A meticulously planned attack?  They blew themselves up, didn't execute there attack and all got caught. 

I might define "meticulously planned" a little differently then the author of that piece.  The only thing I see from the article that was meticulously planned was the time they spent boozing and getting laid.


----------



## SpitfireV (Feb 24, 2012)

Well planning *is* different to the execution.


----------



## Boon (Feb 24, 2012)

Not to mention one of the dudes blew off his legs.  Terrorism fail.


----------



## DA SWO (Feb 24, 2012)

Let's plant stickers all over the place to help us leave, as opposed to buying a GPS unit.


----------



## Boon (Feb 24, 2012)

I actually just read the article above, and that title is way better than the title of this thread:

*Iranian suspects cavorted with sex workers before Bangkok bombings *


"smh".com is right.


----------



## AWP (Feb 24, 2012)

Cue Yakkity Sax.


----------



## Manolito (Feb 24, 2012)

http://www.conservapedia.com/Weather_Underground
There was a group of terrorists in the 70's called the Weathermen and they were good at blowing things up and the police were not very good at catching them at the time.

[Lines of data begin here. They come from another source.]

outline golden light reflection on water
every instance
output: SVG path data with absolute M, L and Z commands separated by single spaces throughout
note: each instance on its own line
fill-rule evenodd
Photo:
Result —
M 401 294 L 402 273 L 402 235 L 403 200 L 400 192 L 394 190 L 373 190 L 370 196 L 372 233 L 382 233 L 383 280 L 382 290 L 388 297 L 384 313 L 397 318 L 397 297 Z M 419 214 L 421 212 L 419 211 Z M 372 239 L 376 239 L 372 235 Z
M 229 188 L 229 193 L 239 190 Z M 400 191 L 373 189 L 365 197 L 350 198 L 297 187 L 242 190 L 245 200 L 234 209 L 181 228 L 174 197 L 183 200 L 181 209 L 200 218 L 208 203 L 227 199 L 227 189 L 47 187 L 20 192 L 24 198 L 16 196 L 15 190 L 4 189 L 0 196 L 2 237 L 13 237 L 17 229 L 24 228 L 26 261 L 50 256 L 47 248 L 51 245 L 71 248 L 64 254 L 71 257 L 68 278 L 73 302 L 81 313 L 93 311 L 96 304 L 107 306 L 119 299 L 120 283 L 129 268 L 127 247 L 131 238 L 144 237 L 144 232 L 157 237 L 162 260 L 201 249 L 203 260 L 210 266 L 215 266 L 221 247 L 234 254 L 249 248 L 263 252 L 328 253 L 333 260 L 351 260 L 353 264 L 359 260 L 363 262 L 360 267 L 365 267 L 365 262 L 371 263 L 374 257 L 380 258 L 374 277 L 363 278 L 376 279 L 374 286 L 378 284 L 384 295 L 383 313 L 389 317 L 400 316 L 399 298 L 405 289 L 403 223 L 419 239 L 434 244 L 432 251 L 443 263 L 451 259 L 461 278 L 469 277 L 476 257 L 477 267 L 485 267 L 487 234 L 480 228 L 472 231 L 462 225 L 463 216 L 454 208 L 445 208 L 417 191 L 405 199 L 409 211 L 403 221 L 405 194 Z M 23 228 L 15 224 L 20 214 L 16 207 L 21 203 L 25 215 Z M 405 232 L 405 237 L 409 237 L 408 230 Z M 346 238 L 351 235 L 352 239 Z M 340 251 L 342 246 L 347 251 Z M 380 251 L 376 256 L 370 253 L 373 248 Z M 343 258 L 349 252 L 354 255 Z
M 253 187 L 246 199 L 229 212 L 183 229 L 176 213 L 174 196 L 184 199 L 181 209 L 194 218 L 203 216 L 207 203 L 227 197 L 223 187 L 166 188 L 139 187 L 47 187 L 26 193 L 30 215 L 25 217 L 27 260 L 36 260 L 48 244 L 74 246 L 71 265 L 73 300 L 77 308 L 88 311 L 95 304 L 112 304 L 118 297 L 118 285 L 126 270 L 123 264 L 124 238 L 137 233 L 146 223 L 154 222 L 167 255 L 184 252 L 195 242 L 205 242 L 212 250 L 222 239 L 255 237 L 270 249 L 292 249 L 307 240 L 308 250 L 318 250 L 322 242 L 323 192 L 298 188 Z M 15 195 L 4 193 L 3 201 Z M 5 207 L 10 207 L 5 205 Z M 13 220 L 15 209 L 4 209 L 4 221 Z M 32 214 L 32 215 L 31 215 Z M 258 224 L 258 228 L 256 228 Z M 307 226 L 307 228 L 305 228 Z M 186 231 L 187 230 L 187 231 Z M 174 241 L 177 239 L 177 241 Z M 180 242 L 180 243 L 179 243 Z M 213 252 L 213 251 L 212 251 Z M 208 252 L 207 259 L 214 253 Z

They developed a plot to blow up part of Fort Dix and got some of the detonators from a military source. Later that week all the bomb makers and bomb house exploded mysteriously. The government said they were probably faulty detonators. The rumor or conspiracy mill said the Government couldn't catch them so they detonated them. Just a story I am sure.


----------



## JBS (Apr 16, 2012)

And then all the survivors became pony-tailed liberal university professors, guest speakers at Democrat conventions and White House advisors.


----------